Periodization is the planning of a workout program that starts in phase 1 to target the endurance fibres in the muscles, with lots of reps and a low load. Gradually over several weeks, the load is increased, but the volume (sets x reps) is decreased. In the transitional phases, the program switches from targeting the endurance fibres to the strength fibres. Rest and recovery between sessions are absolutely essential. 

A trainer should be planning this transitional programming, with about two weeks in between changes in load or volume. It takes that long to adapt and get prepared for changes If you are having problems with excessive muscle soreness that persists longer than a day or two, mention it to the trainer and some regression is in order. When forward changes do happen, the trainer should limit the stress to about 5% increase.

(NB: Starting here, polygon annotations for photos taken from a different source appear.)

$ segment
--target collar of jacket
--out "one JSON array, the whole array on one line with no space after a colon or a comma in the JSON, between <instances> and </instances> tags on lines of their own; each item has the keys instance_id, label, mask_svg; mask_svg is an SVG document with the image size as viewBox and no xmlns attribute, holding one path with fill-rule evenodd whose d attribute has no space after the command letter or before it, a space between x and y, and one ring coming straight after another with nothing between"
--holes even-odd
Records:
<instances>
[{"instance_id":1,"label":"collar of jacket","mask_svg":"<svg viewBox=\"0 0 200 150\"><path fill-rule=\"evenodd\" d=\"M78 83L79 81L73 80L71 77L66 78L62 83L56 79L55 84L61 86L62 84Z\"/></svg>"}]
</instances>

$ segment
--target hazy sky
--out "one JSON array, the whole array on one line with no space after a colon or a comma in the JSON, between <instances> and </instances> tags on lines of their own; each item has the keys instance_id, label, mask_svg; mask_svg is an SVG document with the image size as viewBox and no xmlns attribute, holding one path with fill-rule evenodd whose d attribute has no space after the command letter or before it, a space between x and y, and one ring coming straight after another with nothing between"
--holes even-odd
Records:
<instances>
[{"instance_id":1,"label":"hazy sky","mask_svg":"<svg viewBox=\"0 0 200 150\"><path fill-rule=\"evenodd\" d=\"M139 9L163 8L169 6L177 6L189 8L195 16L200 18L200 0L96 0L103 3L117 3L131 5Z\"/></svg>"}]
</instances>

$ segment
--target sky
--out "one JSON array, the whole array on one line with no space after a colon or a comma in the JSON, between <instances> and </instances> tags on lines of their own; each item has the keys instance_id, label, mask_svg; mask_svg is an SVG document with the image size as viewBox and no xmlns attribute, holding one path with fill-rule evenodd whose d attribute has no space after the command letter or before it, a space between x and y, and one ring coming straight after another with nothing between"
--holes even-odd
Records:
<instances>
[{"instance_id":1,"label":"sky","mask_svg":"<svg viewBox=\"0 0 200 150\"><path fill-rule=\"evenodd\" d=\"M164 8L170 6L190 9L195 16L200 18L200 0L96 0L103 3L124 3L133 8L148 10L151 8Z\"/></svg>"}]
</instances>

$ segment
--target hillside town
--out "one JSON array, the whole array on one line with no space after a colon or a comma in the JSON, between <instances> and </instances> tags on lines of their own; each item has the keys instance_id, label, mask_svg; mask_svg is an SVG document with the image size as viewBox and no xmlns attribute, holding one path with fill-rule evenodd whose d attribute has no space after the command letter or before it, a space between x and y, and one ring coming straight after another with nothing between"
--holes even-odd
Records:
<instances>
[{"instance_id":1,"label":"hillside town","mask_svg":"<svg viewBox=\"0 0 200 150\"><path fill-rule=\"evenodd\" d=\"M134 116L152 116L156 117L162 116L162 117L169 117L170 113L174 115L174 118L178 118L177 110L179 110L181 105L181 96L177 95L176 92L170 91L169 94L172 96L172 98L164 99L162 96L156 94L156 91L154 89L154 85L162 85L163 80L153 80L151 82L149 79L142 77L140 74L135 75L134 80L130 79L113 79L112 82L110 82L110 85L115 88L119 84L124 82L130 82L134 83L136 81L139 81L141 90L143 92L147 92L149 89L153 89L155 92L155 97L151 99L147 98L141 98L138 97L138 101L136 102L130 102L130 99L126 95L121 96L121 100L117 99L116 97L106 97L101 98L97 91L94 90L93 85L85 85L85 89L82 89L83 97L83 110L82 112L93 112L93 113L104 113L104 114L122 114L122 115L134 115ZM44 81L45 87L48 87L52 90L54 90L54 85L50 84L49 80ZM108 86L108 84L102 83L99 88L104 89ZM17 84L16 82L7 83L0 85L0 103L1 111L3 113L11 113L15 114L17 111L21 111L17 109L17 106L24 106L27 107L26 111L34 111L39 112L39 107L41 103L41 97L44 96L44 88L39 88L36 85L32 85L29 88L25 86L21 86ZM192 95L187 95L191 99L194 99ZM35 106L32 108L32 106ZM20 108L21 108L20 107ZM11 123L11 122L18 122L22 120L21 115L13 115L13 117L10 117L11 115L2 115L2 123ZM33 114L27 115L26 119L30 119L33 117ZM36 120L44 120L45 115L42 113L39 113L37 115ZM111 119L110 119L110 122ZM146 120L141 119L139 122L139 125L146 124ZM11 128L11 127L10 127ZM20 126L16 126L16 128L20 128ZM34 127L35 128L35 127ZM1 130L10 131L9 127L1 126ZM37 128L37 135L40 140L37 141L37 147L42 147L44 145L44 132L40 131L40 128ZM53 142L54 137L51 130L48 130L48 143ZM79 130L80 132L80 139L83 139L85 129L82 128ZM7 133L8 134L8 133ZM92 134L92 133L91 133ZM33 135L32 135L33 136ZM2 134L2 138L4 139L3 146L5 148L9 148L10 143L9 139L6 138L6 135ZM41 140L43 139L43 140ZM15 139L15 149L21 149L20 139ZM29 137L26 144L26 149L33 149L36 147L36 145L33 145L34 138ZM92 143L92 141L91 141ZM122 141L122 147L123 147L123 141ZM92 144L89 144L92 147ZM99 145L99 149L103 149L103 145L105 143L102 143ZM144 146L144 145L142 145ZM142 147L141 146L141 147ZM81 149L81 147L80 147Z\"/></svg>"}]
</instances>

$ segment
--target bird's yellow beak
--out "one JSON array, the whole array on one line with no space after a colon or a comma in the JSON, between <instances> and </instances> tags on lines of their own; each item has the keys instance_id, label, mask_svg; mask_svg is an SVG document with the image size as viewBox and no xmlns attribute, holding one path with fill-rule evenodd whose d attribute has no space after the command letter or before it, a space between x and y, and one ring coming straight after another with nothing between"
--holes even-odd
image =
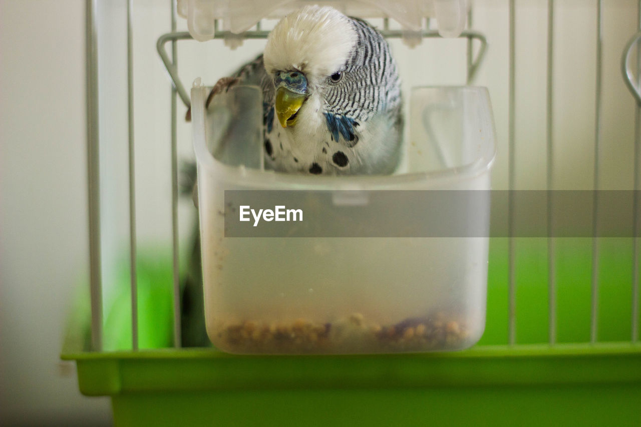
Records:
<instances>
[{"instance_id":1,"label":"bird's yellow beak","mask_svg":"<svg viewBox=\"0 0 641 427\"><path fill-rule=\"evenodd\" d=\"M278 88L276 90L276 110L281 126L291 127L296 124L296 113L304 101L304 94L297 94L282 86Z\"/></svg>"}]
</instances>

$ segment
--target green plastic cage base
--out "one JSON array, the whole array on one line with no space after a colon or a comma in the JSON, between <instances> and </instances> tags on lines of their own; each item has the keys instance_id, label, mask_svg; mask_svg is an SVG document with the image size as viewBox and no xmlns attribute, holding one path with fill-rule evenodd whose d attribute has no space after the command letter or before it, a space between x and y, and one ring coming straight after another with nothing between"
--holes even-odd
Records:
<instances>
[{"instance_id":1,"label":"green plastic cage base","mask_svg":"<svg viewBox=\"0 0 641 427\"><path fill-rule=\"evenodd\" d=\"M631 239L601 242L596 325L607 342L575 344L590 338L591 244L556 241L553 346L540 344L549 333L545 239L515 242L517 344L507 346L508 240L494 239L485 332L464 351L238 356L69 346L62 358L76 361L83 394L111 397L117 426L641 426L641 342L629 340ZM167 286L171 292L171 280Z\"/></svg>"},{"instance_id":2,"label":"green plastic cage base","mask_svg":"<svg viewBox=\"0 0 641 427\"><path fill-rule=\"evenodd\" d=\"M641 345L477 346L453 353L66 355L116 425L641 425ZM366 424L365 423L367 423Z\"/></svg>"}]
</instances>

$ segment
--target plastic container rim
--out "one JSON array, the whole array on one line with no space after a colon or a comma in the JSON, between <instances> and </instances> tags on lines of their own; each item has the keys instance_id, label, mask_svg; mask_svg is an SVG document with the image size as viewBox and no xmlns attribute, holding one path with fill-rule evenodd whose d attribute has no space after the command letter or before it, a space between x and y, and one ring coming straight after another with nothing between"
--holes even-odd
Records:
<instances>
[{"instance_id":1,"label":"plastic container rim","mask_svg":"<svg viewBox=\"0 0 641 427\"><path fill-rule=\"evenodd\" d=\"M255 87L258 88L258 87ZM472 91L485 96L488 106L491 106L487 88L481 86L421 86L419 88L454 88ZM207 88L194 86L192 88L192 105L204 106ZM442 185L454 181L460 181L478 176L488 172L494 164L496 156L495 130L491 108L483 113L483 121L488 125L483 129L486 137L485 147L481 155L473 162L460 166L445 168L438 171L413 172L392 175L345 175L313 176L279 172L274 171L260 171L247 168L243 165L230 166L217 160L204 145L205 109L192 108L192 132L194 149L199 169L204 165L208 172L213 172L227 180L234 180L255 187L271 187L298 189L385 189L404 184L426 181L430 186ZM490 138L487 138L489 133Z\"/></svg>"}]
</instances>

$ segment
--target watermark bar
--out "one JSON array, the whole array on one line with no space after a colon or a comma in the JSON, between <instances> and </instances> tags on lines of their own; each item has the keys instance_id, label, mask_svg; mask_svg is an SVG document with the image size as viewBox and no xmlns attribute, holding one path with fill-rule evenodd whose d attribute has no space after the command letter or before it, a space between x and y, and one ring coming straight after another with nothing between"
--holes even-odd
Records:
<instances>
[{"instance_id":1,"label":"watermark bar","mask_svg":"<svg viewBox=\"0 0 641 427\"><path fill-rule=\"evenodd\" d=\"M633 237L635 194L226 190L221 213L226 237Z\"/></svg>"}]
</instances>

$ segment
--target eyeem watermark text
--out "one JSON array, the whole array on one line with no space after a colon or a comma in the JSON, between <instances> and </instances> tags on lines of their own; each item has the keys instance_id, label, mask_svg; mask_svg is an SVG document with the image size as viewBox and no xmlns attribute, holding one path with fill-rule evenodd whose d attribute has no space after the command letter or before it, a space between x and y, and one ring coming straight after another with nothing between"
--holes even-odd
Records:
<instances>
[{"instance_id":1,"label":"eyeem watermark text","mask_svg":"<svg viewBox=\"0 0 641 427\"><path fill-rule=\"evenodd\" d=\"M256 210L252 209L248 205L240 206L240 221L249 221L249 214L254 217L254 226L258 225L261 217L266 221L302 221L302 209L287 209L285 206L279 205L274 206L274 210L271 209L259 209L256 212Z\"/></svg>"}]
</instances>

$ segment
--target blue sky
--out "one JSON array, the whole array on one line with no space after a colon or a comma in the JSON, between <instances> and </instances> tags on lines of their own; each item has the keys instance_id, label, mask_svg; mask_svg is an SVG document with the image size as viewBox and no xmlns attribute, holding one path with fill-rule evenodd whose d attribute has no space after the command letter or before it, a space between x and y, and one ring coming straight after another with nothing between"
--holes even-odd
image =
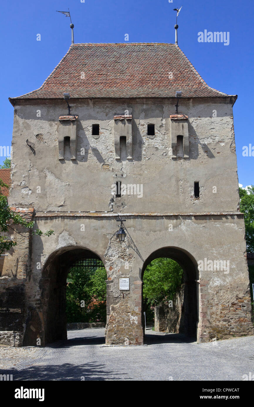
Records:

Super setting is a technique we can use to maximize our workout time, building muscle in a very efficient way. We pair two exercises together, without much rest time between them. There are a few ways to do this.


Agonist super sets. This means the exercise all target the same main muscle (group), and will involve other muscles as well.  You need to do all exercises at  a weight you can just finish your reps with. For instance, if you want to develop stronger, bigger biceps, an agonist super set could look like this: 

1.       Cable curls, low mount. 4 sets, 6-8 reps.

2.       Incline dumbbell curls. 4 sets, 4-6 reps.


Antagonist super sets.  The exercise you pick for this will target first one muscle group and then the opposing muscle group. For instance, you could work on your chest and then your back. I suggest:

1.       Chest - dumbbells flyes. 3 sets, 6-8 reps

2.       Back - lat pulldowns. 3 sets 6-8 reps

3.       Chest - pushups. 3 sets 15-20 reps

4.       Back - cable rows. 3 sets 6-8 reps


Tri-Sets.  This simply means adding a third exercise to each muscle group.


Staggered super sets. Here we use our rest time between sets to work other muscle groups. This maximizes your time spent and is a very efficient way to get a whole body workout done. For example, between your sets of pushups,  do a plank for 30 seconds. Between your cable rows, do a set of calf raises, holding a set of dumbbells for extra effort.


Cardio and Strength super sets. Do a stint of intense cycling, followed by 2-3 sets of leg presses or squats. Since cycling is very quad-centric, the squats will force the tired quads (and hamstrings, glutes and calves) to work harder still. Or if your cardio is on the elliptical, your glutes will get a fair amount of work - hip extension. So then pair that cardio with lunges, focussing on squeezing the glutes, especially on the rear leg.